Soweit die Beschwerde auf die vom Gesetzgeber des NÖ Kanalgesetzes 1977 vorgenommene Differenzierung für die Begriffe "Geschossfläche" und "bebaute Fläche" verweist, geht das hiezu angezogene Argument, der Gesetzgeber hätte allenfalls Überflüssiges geregelt, ins Leere, weil es auf die "bebaute Fläche" bei der Berechnung der Kanaleinmündungsgebühr und nicht bei der Berechnung der Kanalbenützungsgebühr - hier ist eben auf die "Geschossfläche" abzustellen - ankommt (vgl. die hg. Erkenntnisse vom , Zl. 98/17/0341, und vom , Zl. 2003/17/0224). Darüber hinaus weisen auch bei der von der belangten Behörde (und dem Verwaltungsgerichtshof) vertretenen Auslegung des Begriffes "Geschossfläche" die beiden Begriffe entsprechend der jeweiligen Begriffsbestimmung durchaus verschiedenen Inhalt auf.

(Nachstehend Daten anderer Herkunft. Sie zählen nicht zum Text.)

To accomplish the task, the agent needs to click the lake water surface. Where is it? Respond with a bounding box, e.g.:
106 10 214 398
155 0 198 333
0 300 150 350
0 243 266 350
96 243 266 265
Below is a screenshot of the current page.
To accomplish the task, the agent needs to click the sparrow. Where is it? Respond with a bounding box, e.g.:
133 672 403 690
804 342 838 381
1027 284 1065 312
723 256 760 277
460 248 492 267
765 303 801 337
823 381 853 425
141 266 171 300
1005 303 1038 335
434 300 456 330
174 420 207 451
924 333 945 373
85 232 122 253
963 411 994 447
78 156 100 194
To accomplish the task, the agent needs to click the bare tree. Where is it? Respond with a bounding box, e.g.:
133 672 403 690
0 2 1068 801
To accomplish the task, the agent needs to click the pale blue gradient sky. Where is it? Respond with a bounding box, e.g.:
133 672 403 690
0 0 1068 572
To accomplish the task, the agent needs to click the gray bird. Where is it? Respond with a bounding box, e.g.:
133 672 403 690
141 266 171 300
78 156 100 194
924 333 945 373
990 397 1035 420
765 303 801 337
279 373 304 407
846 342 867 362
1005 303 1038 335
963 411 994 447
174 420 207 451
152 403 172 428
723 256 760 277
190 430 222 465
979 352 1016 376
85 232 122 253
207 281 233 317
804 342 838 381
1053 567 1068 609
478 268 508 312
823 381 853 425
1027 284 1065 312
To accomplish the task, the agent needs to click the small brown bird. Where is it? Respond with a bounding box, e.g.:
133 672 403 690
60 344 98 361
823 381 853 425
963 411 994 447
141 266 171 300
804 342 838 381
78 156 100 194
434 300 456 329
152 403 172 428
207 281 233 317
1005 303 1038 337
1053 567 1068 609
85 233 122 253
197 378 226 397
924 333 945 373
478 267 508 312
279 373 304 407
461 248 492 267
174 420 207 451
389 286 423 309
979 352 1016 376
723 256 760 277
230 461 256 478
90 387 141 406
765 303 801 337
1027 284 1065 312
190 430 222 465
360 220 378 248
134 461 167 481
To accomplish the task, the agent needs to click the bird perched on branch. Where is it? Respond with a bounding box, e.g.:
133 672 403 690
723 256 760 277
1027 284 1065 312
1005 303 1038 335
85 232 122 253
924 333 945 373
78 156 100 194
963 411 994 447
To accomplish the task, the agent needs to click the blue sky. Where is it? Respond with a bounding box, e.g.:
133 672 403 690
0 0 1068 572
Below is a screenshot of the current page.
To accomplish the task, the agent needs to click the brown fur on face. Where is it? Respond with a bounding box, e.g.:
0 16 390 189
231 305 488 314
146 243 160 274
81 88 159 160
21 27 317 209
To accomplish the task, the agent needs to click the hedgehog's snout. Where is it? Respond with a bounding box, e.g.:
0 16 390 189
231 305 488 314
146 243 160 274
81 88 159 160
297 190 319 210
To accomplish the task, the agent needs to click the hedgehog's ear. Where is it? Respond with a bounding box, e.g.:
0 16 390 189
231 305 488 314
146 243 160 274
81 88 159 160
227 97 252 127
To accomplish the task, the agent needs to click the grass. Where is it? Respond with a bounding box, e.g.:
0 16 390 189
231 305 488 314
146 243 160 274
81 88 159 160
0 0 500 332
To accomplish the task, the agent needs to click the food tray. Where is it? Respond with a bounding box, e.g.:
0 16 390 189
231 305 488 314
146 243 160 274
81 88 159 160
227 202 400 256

2.4. Da somit bereits der Inhalt der Beschwerde erkennt lässt, dass die von den beschwerdeführenden Parteien behauptete Rechtsverletzung nicht vorliegt, war die Beschwerde gemäß § 35 Abs. 1 VwGG ohne weiteres Verfahren in nichtöffentlicher Sitzung als unbegründet abzuweisen.

2.5. Soweit Entscheidungen des Verwaltungsgerichtshofes zitiert wurden, die in der Amtlichen Sammlung der Erkenntnisse und Beschlüsse dieses Gerichtshofes nicht veröffentlicht sind, wird auf Art. 14 Abs. 4 der Geschäftsordnung des Verwaltungsgerichtshofes, BGBl. Nr. 45/1965, hingewiesen.